中原猶介 なかはら ゆうすけ

1832(天保三3)年~1868(明治元)年

城下上荒田(現・上之園町)で中原尚道の次男として生まれた。名を尚勇、鉄心斎と号した。

幼い頃から厳格な家庭に育てられ、文武の道に励んだ。また、西洋文化の研究を行い、海外の事情に詳しかった。

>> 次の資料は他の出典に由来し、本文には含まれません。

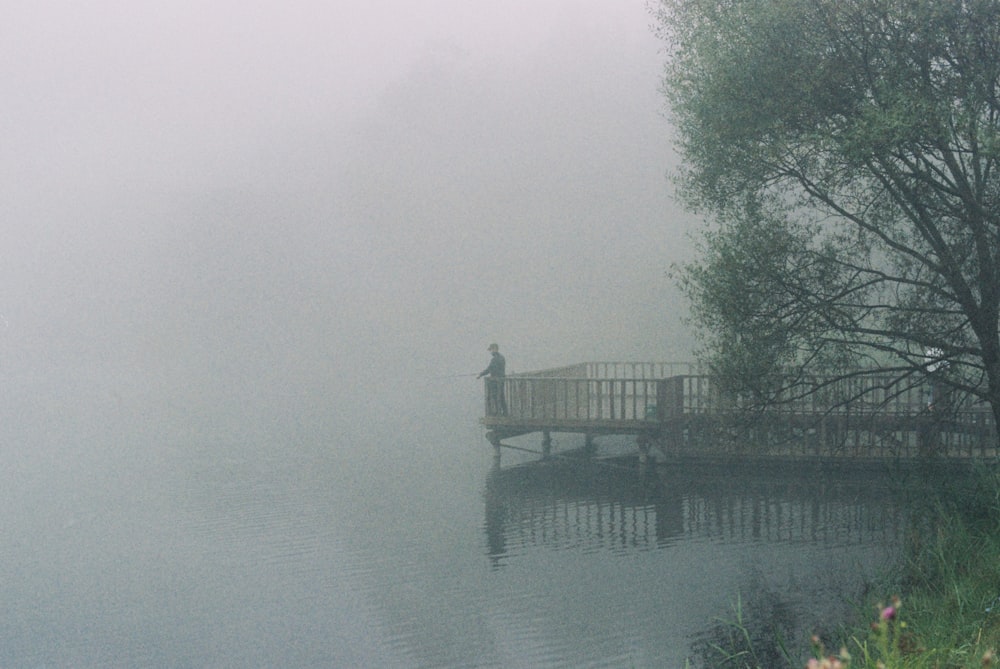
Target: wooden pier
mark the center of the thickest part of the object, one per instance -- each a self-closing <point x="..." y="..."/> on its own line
<point x="679" y="410"/>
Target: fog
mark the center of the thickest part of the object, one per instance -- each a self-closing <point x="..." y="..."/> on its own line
<point x="317" y="196"/>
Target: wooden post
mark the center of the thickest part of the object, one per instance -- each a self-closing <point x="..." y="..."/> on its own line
<point x="494" y="439"/>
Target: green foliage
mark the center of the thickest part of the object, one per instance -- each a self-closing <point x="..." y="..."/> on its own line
<point x="848" y="154"/>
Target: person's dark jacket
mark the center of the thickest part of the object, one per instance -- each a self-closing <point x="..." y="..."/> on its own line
<point x="496" y="368"/>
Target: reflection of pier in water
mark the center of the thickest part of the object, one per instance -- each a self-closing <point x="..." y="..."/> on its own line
<point x="590" y="506"/>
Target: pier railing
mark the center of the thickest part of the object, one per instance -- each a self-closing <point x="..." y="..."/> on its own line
<point x="679" y="402"/>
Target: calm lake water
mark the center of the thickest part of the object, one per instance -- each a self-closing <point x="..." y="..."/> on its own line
<point x="189" y="539"/>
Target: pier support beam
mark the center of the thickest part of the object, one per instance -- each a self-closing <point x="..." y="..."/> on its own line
<point x="643" y="441"/>
<point x="494" y="439"/>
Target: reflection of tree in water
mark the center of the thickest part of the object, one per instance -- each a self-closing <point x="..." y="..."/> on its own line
<point x="588" y="507"/>
<point x="565" y="505"/>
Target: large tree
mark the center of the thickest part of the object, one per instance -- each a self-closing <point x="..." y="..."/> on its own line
<point x="847" y="154"/>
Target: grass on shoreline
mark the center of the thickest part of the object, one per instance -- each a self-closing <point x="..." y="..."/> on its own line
<point x="947" y="611"/>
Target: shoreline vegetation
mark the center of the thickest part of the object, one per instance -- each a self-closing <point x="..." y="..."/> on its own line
<point x="939" y="608"/>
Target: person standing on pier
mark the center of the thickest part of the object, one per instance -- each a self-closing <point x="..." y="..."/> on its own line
<point x="496" y="403"/>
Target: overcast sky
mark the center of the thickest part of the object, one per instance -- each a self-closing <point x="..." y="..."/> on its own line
<point x="305" y="190"/>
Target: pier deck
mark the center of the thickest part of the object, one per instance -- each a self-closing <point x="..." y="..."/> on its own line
<point x="679" y="410"/>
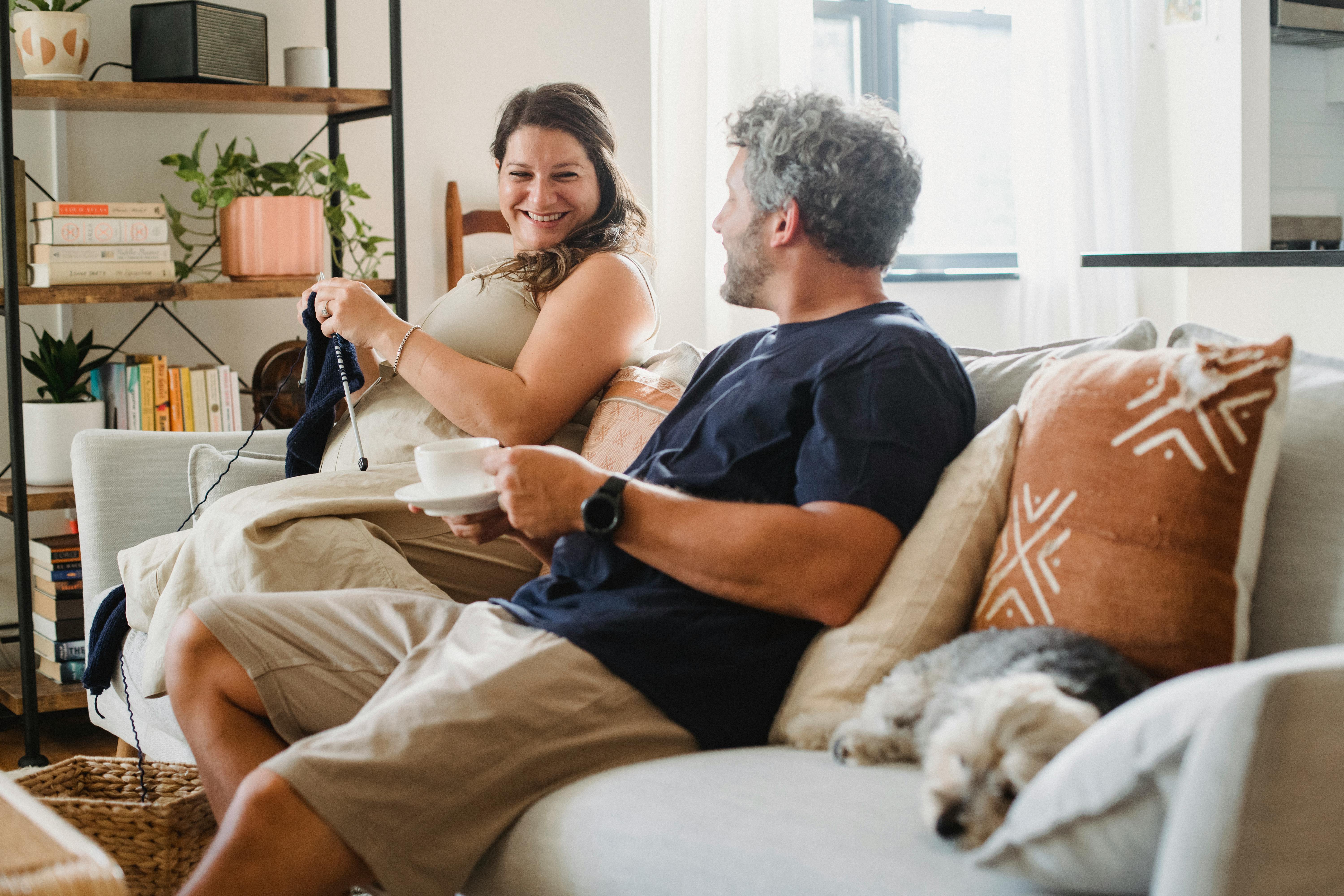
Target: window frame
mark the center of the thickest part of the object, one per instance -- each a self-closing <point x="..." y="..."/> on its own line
<point x="880" y="76"/>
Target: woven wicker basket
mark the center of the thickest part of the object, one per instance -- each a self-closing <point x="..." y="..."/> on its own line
<point x="157" y="843"/>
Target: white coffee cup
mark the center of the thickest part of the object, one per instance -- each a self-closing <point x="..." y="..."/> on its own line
<point x="454" y="468"/>
<point x="307" y="68"/>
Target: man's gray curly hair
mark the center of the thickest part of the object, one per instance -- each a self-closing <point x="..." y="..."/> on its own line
<point x="846" y="164"/>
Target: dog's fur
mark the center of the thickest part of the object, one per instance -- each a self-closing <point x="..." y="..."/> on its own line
<point x="986" y="714"/>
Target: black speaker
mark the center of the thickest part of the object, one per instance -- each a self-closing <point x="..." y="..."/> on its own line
<point x="198" y="42"/>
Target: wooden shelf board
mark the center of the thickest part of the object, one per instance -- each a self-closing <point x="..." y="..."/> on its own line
<point x="126" y="96"/>
<point x="41" y="498"/>
<point x="100" y="293"/>
<point x="50" y="695"/>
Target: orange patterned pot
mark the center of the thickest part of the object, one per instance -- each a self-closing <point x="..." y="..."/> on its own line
<point x="53" y="46"/>
<point x="272" y="237"/>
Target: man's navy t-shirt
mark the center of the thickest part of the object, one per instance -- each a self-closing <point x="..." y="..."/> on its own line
<point x="866" y="408"/>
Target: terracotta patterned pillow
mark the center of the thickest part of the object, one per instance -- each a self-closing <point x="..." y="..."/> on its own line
<point x="1138" y="502"/>
<point x="632" y="406"/>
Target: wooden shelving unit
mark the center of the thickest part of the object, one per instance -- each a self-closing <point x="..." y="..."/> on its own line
<point x="178" y="292"/>
<point x="52" y="696"/>
<point x="126" y="96"/>
<point x="26" y="691"/>
<point x="41" y="498"/>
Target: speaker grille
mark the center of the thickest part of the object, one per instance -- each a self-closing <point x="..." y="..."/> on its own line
<point x="230" y="45"/>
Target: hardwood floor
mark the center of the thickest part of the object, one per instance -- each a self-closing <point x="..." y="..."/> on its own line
<point x="64" y="735"/>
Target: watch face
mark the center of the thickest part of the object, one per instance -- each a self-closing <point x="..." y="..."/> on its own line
<point x="600" y="514"/>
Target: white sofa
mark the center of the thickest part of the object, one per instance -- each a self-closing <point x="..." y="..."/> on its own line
<point x="782" y="821"/>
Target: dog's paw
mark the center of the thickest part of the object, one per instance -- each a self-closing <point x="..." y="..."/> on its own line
<point x="855" y="746"/>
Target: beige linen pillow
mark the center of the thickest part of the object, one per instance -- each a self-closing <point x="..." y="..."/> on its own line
<point x="924" y="600"/>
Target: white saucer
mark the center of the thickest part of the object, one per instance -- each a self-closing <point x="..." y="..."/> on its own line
<point x="420" y="496"/>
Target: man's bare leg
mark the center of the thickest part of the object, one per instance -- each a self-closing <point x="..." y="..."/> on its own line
<point x="272" y="843"/>
<point x="269" y="840"/>
<point x="218" y="709"/>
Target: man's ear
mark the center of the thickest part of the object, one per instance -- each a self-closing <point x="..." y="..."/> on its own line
<point x="788" y="226"/>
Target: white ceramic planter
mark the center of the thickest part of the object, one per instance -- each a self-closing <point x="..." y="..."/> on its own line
<point x="53" y="46"/>
<point x="49" y="431"/>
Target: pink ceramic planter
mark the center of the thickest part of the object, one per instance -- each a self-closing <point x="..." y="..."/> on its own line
<point x="272" y="237"/>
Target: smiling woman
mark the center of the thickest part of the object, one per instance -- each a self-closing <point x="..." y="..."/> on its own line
<point x="515" y="353"/>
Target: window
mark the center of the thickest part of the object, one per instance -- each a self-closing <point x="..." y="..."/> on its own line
<point x="946" y="68"/>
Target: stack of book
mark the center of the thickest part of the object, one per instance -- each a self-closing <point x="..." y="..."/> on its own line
<point x="58" y="608"/>
<point x="144" y="393"/>
<point x="80" y="244"/>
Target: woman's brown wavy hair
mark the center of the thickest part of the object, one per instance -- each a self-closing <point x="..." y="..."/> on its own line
<point x="619" y="222"/>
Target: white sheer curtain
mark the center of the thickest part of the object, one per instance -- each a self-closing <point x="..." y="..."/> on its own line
<point x="1073" y="179"/>
<point x="710" y="57"/>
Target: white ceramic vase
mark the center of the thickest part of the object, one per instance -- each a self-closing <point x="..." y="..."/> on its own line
<point x="49" y="429"/>
<point x="53" y="46"/>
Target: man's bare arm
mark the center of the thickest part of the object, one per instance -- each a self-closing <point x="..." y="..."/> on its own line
<point x="816" y="562"/>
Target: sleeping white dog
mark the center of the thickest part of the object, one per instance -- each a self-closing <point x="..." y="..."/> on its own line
<point x="986" y="714"/>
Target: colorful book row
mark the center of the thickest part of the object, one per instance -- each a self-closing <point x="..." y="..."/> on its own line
<point x="147" y="394"/>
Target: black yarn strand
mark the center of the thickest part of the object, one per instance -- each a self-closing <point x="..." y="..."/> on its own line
<point x="279" y="390"/>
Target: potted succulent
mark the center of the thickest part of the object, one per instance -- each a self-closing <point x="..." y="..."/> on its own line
<point x="53" y="38"/>
<point x="268" y="218"/>
<point x="67" y="406"/>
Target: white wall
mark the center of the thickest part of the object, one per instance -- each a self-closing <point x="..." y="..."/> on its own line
<point x="462" y="60"/>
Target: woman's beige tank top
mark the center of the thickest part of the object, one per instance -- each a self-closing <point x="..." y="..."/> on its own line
<point x="489" y="324"/>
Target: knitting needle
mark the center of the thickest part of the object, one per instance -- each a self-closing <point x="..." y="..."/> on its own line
<point x="350" y="402"/>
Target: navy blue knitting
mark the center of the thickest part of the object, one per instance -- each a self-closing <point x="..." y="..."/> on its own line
<point x="322" y="394"/>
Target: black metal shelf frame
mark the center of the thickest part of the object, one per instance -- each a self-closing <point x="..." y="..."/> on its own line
<point x="14" y="382"/>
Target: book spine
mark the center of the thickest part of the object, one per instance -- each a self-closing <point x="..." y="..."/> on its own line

1849(嘉永2)年、藩命によって長崎に出張し、オランダ人に蘭学を学んだ。1851(嘉永4)年、第28代藩主島津斉彬に呼ばれて藩に帰った。斉彬公に用いられ、反射炉や軍艦を造った。その後、江戸で学ぶよう命ぜられ、安井息軒の門に入って漢学を学んだり、杉田成卿について蘭学を学んだりした。1857(安政5)年、軍器兵制を改良したり、軍隊の訓練にあたったりした。

1858(安政5)年、斉彬が亡くなった後、藩の政治が急に変わり、猶介も職を失ったため、諸国を巡り江戸に出た。二度にわたって江川太郎左衛門の塾で学び、1862(文久2)年には塾頭に挙げられた。のち帰藩し、薩英戦争後の海軍の復興、砲台の改善などに努めた。禁門の変では軍賦役となり活躍した。

1866(慶応2)年、英国公使が薩摩を訪問したときは接待役となって実弾演習を行った。

1868(明治元)年、戊辰戦争には海軍参謀となり、越後・長岡にて戦病死した。37歳であった。

現在、甲南高校内に宅跡の碑がある。